Elle-même, c’est-à-dire l’il en elle : ce devenir-ci passe par la maladie
et fixe un sexe à la guérison. Ce texte est une fable, un mythe, un essai
biographique : une tragédie comique qui interroge l’appartenance (mot très
inquiet et très inquiétant) sexuelle depuis un corps amoindri, un corps en
bataille et en révolte contre lui-même et contre les assignations à comparaître
de toutes sortes. La chair développe des cellules qu’une autre agression, celle
livrée par les rayons des médecins, va proprement brûler. La médecine, nouvelle
guerre de Troie, exerce un incendie invisible, dont les flammes lèchent le
cancer : on fait disparaître, on ampute, on découpe et morcelle, on
extrait.

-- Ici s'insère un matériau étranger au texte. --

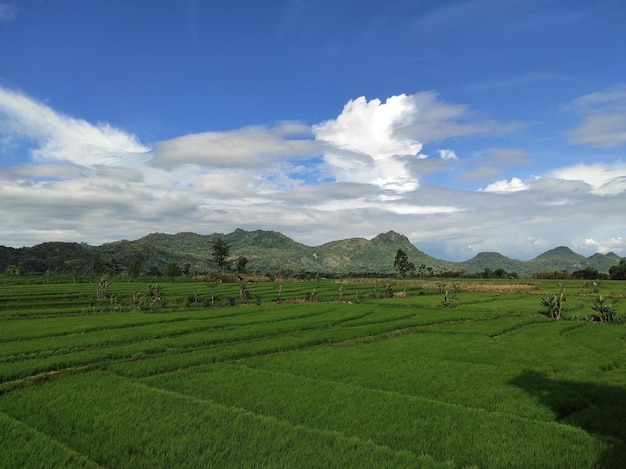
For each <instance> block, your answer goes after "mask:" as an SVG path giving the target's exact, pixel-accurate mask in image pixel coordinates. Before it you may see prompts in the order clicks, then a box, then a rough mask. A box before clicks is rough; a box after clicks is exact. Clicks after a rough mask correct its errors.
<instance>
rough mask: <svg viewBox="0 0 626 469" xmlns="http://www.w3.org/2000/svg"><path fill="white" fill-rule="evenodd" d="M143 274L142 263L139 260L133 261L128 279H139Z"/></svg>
mask: <svg viewBox="0 0 626 469" xmlns="http://www.w3.org/2000/svg"><path fill="white" fill-rule="evenodd" d="M140 273H141V261H140V260H139V259H133V260H132V261H131V263H130V264H129V266H128V277H129V278H135V277H139V274H140Z"/></svg>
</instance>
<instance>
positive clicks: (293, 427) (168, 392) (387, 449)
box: [115, 375, 442, 463]
mask: <svg viewBox="0 0 626 469" xmlns="http://www.w3.org/2000/svg"><path fill="white" fill-rule="evenodd" d="M115 376H118V375H115ZM118 377H119V378H120V379H123V380H127V381H128V382H129V383H131V384H132V385H134V386H138V387H143V388H147V389H149V390H151V391H153V392H156V393H161V394H166V395H170V396H174V397H176V398H178V399H183V400H188V401H192V402H196V403H199V404H201V405H203V406H212V407H217V408H220V409H223V410H226V411H228V412H237V413H239V414H243V415H248V416H250V417H252V418H255V419H259V420H261V421H268V422H271V423H274V424H279V425H285V426H288V427H291V428H294V429H300V430H304V431H306V432H310V433H313V434H321V435H326V436H331V437H335V438H341V439H345V440H352V441H354V440H356V441H359V442H360V443H361V444H363V445H366V446H373V447H375V448H380V449H385V450H388V451H391V452H393V453H396V454H402V453H404V454H410V455H412V456H414V457H415V458H416V459H417V460H419V458H420V456H423V455H420V454H416V453H414V452H412V451H409V450H406V449H395V448H392V447H390V446H388V445H383V444H380V443H376V442H374V441H373V440H371V439H364V438H362V437H359V436H350V435H346V434H345V433H344V432H342V431H337V430H327V429H321V428H315V427H309V426H307V425H302V424H294V423H293V422H290V421H289V420H284V419H279V418H276V417H273V416H271V415H265V414H261V413H258V412H255V411H253V410H250V409H247V408H245V407H238V406H232V405H227V404H223V403H221V402H217V401H214V400H212V399H201V398H198V397H194V396H189V395H187V394H183V393H180V392H176V391H171V390H169V389H163V388H158V387H154V386H150V385H148V384H146V383H144V382H141V381H139V380H136V379H131V378H126V377H124V376H118ZM427 457H429V458H431V459H432V460H433V461H435V462H437V463H442V462H441V461H438V460H436V459H435V458H434V457H433V456H431V455H427Z"/></svg>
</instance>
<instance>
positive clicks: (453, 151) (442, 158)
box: [439, 149, 456, 160]
mask: <svg viewBox="0 0 626 469" xmlns="http://www.w3.org/2000/svg"><path fill="white" fill-rule="evenodd" d="M439 158H441V159H442V160H456V153H455V152H454V150H446V149H443V150H439Z"/></svg>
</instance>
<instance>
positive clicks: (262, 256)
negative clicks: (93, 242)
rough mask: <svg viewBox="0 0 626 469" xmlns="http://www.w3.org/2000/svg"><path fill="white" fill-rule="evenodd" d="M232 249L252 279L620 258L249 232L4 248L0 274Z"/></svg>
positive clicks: (599, 265)
mask: <svg viewBox="0 0 626 469" xmlns="http://www.w3.org/2000/svg"><path fill="white" fill-rule="evenodd" d="M218 239H223V240H225V241H226V242H227V243H228V244H229V245H230V247H231V249H230V259H231V261H232V263H234V262H235V261H236V259H237V258H239V257H245V258H246V259H247V260H248V264H247V270H248V271H250V272H260V273H267V272H278V271H285V270H291V271H295V272H321V273H342V274H348V273H358V274H385V273H387V274H388V273H392V272H394V271H395V269H394V265H393V262H394V256H395V254H396V252H397V251H398V249H401V250H403V251H404V252H405V253H406V254H407V255H408V258H409V260H410V261H411V262H412V263H413V264H414V265H415V267H416V269H417V273H418V274H419V275H424V274H426V273H427V274H430V275H432V274H435V273H442V272H446V271H448V272H468V273H475V272H482V271H484V270H485V269H488V270H496V269H503V270H505V271H506V272H515V273H517V274H520V275H528V274H531V273H533V272H537V271H559V270H566V271H569V272H573V271H576V270H581V269H585V268H587V267H589V268H591V269H595V270H597V271H598V272H604V273H607V272H608V271H609V269H610V268H611V267H612V266H614V265H617V264H618V263H619V261H620V257H619V256H617V255H616V254H614V253H609V254H606V255H605V254H595V255H593V256H590V257H584V256H582V255H580V254H577V253H575V252H573V251H572V250H571V249H569V248H566V247H558V248H555V249H552V250H550V251H547V252H545V253H543V254H541V255H540V256H537V257H536V258H535V259H531V260H529V261H521V260H517V259H511V258H508V257H505V256H503V255H501V254H499V253H480V254H478V255H476V256H475V257H474V258H472V259H470V260H468V261H464V262H448V261H444V260H441V259H437V258H434V257H432V256H429V255H428V254H426V253H424V252H422V251H420V250H419V249H417V248H416V247H415V246H414V245H413V244H412V243H411V242H410V241H409V239H408V238H407V237H406V236H403V235H401V234H398V233H395V232H394V231H389V232H387V233H382V234H379V235H378V236H376V237H374V238H373V239H371V240H367V239H364V238H351V239H345V240H341V241H332V242H329V243H326V244H322V245H321V246H315V247H311V246H306V245H304V244H301V243H298V242H296V241H294V240H292V239H290V238H288V237H287V236H285V235H283V234H281V233H278V232H275V231H262V230H256V231H244V230H241V229H237V230H235V231H234V232H232V233H229V234H221V233H214V234H211V235H199V234H196V233H178V234H163V233H153V234H150V235H147V236H145V237H143V238H140V239H138V240H135V241H128V240H122V241H117V242H114V243H106V244H103V245H101V246H89V245H87V244H78V243H62V242H49V243H43V244H40V245H37V246H33V247H30V248H20V249H14V248H8V247H3V246H0V271H1V272H9V271H15V272H22V273H44V272H53V273H76V272H80V273H84V272H86V271H90V270H91V271H93V269H94V267H102V266H107V269H108V271H110V272H113V273H119V272H122V271H125V270H128V268H129V266H130V265H131V264H132V263H133V262H135V263H140V264H141V266H142V268H143V269H144V270H149V269H151V268H153V269H158V270H160V271H161V272H164V271H165V269H166V267H167V265H168V264H170V263H177V264H179V265H181V266H182V265H186V264H188V265H189V268H190V271H191V272H192V273H193V272H206V271H211V270H216V269H217V268H218V266H217V265H216V264H214V263H213V262H212V260H211V248H212V246H213V243H214V242H215V241H216V240H218Z"/></svg>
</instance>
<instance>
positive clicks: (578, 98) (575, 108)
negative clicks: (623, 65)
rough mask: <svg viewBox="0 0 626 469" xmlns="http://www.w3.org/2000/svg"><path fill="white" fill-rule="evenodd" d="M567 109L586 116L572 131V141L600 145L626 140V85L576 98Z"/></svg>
mask: <svg viewBox="0 0 626 469" xmlns="http://www.w3.org/2000/svg"><path fill="white" fill-rule="evenodd" d="M566 109H571V110H574V111H575V112H577V113H578V114H580V115H581V116H582V118H583V121H582V123H581V124H579V125H578V126H577V127H576V128H575V129H573V130H571V131H570V132H569V139H570V142H571V143H574V144H580V145H590V146H593V147H598V148H611V147H619V146H622V145H624V144H626V85H620V86H618V87H615V88H612V89H609V90H605V91H598V92H595V93H590V94H587V95H585V96H581V97H580V98H577V99H575V100H574V101H572V102H571V103H569V105H568V106H566Z"/></svg>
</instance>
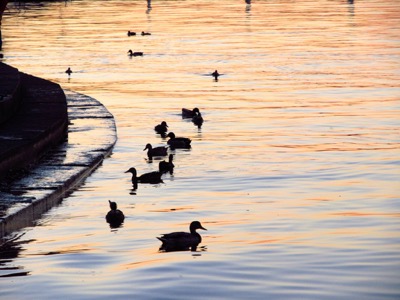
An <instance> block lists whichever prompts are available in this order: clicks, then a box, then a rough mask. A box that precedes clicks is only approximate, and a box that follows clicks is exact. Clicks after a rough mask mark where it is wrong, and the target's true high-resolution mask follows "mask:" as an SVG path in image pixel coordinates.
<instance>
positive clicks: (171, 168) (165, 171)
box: [158, 154, 175, 174]
mask: <svg viewBox="0 0 400 300" xmlns="http://www.w3.org/2000/svg"><path fill="white" fill-rule="evenodd" d="M173 159H174V156H173V155H172V154H170V155H169V156H168V161H165V160H163V161H160V162H159V164H158V169H159V170H160V172H161V173H168V172H169V173H171V174H172V173H173V171H174V167H175V166H174V164H173V162H172V160H173Z"/></svg>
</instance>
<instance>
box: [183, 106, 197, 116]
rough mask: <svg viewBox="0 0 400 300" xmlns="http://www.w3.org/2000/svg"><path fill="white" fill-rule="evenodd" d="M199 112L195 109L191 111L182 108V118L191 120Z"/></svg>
mask: <svg viewBox="0 0 400 300" xmlns="http://www.w3.org/2000/svg"><path fill="white" fill-rule="evenodd" d="M198 112H200V110H199V109H198V108H197V107H195V108H193V109H187V108H182V118H184V119H186V118H193V117H194V116H196V114H197V113H198Z"/></svg>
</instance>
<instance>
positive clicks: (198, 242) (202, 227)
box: [157, 221, 207, 252]
mask: <svg viewBox="0 0 400 300" xmlns="http://www.w3.org/2000/svg"><path fill="white" fill-rule="evenodd" d="M189 229H190V232H172V233H167V234H163V235H162V236H161V237H157V239H159V240H160V241H161V242H162V245H161V246H160V249H159V250H160V251H163V252H172V251H187V250H190V251H196V250H197V246H198V245H199V244H200V243H201V235H200V234H199V233H198V232H196V230H197V229H202V230H207V229H205V228H204V227H203V226H202V225H201V223H200V222H199V221H193V222H192V223H190V226H189Z"/></svg>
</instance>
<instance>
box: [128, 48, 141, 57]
mask: <svg viewBox="0 0 400 300" xmlns="http://www.w3.org/2000/svg"><path fill="white" fill-rule="evenodd" d="M128 55H129V56H130V57H132V56H143V52H133V51H132V50H130V49H129V51H128Z"/></svg>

Cherchez la femme ? Cherchons la femme ailleurs que dans les
organes signes de la féminité : au-delà ou en deçà des seins et de
l’utérus, dans ce qui reste des extraits du corps, très éloignée d’elle-même,
et cependant encore petite fille, encore amoureuse, plus que jamais conduite
par ces mots justes qui révèlent un féminin hors d’atteinte, excédant tout
réalisme, refusant tout bon sens, toute révélation identitaire. « Ici
entre Gertrude avec son glas : Le
chef-d’œuvre c’est de savoir qu’il n’y a pas d’identité et le produire alors
que l’identité n’est pas ».
Cinq tableaux, ou micro-actes annoncés par la voix Djuna Barnes qui, décapitant
la prose en vers cous coupés, exposent le destin d’un personnage voyageant dans
le sexe comme d’autres voyagent dans le temps. Sur la lune on n’a pas le même
âge que sur terre. Sur terre on se découvre Pierre depuis Pierrette. À partir
d’un nom merveilleux —Mademoiselle Pierrette Davignon —, Liliane
Giraudon (tiens, ça rime !) va consigner quelques traits d’un destin
exemplaire : l’histoire d’une demoiselle dont la durée interne est
hétérogène, toujours changeante, exceptionnellement infinie. Une mademoiselle
issue de Stein qui prend la relève d’une Penthésilée déconstruite par
Kleist ; une mademoiselle qui muera, mutera, mourra à elle-même pour
révéler avec quelle intensité je est un autre. Elle s’endort Mademoiselle et se
réveille Monsieur alors que le titre annonce une Madame. La littérature n’est
plus le neutre : le il, le ça, l’innommable, la terreur grise avaient
renoncé aux bifurcations et aux choix, aux découpes et aux morsures, aux
meurtres et aux crimes. Ici elles (la
littérature depuis la femme, Liliane et ses consœurs : Gertrude, Djuna,
Pierrette et Penthésilée) vivent la question jusqu’à l’ablation. Peuvent-elles se désolidariser de la loi des
femmes et (re)devenir femmes alors qu’elles sont assignées (par la mère, le
frère, l’amant, l’institution, la société, la religion) à la féminité ? Où
vont-elles lorsqu’elles sont abandonnées par leurs organes ? Peuvent-elles
désirer sans déchirer ? Enlacer sans lacérer ?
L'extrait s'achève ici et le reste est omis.